Dozens of former dispatch workers and their supporters protested outside a meeting between the management of the Taiwan Broadcasting System (TBS) and the station’s viewers in Taoyuan County yesterday. The demonstrators voiced their disappointment at the management’s decision to fire six dispatch workers despite its promise to put all dispatch workers on its payroll.
Standing behind a large banner that read “The Public Television violates the law,” and placards accusing the TBS of breaching its promises and breaking labor laws, dozens of former TBS dispatch workers and labor rights advocates demonstrated outside Zhongli Arts Hall in Jhongli City (中壢), Taoyuan County, where the TBS management met with viewers to listen to what they have to say about the TV station.
“In December last year, the new board of directors promised that they would place all 157 of us on the official payroll, but six of us were eventually laid off,” former TBS dispatch worker Chen Ying-chieh (陳盈潔) said. “We have filed a complaint to the Taipei City Department of Labor and appealed the decision with the TBS.”
She said that management had asked them to go through an evaluation procedure that included an interview.
“Wen I asked why, they told me: ‘It’s just standard procedure,’ which would not affect the decision to hire all of us as regular employees,” she said.
However, not long after the interview, Chen was told that she had to leave because she was deemed disqualified.
“The TBS calls itself a TV station that represents everyone in the country. This is not how it should treat its employees,” she said.

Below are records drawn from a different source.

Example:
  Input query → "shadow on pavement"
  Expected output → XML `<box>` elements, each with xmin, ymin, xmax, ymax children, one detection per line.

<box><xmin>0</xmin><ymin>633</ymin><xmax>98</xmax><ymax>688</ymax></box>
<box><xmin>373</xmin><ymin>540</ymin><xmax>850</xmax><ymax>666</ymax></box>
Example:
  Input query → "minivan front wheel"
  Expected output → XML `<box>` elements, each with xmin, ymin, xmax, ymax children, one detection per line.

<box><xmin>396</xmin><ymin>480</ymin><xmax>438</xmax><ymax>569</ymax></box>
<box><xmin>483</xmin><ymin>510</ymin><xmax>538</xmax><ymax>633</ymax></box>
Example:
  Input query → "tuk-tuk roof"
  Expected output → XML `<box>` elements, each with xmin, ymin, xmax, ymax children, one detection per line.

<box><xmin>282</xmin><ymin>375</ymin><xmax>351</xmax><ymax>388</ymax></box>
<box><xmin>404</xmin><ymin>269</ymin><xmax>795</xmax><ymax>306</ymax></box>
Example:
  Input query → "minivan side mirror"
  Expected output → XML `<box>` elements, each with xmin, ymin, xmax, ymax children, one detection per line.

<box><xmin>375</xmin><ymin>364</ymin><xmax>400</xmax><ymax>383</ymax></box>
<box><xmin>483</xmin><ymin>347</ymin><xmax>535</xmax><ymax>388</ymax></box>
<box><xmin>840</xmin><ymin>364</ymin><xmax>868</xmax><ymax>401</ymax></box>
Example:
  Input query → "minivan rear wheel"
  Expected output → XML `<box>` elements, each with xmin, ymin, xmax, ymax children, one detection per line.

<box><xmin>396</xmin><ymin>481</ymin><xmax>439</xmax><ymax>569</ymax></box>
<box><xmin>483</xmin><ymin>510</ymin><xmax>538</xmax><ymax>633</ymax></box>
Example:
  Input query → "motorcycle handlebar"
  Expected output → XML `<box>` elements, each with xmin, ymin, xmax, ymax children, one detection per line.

National Federation of Independent Trade Unions executive director Chu Wei-li (朱維立) echoed Chen’s sentiments.
“The TBS represents the interests of the public, so it should try to solve the dispatch worker issue. Otherwise we would think that it has lost its founding spirit,” Chu said.
“[The firings are] a shame for a media group with a positive image among the public and that claims to care a lot about human rights,” Chu added.
TBS defended its earlier practice of using dispatch workers as a way to save on salary costs and employee welfare payments.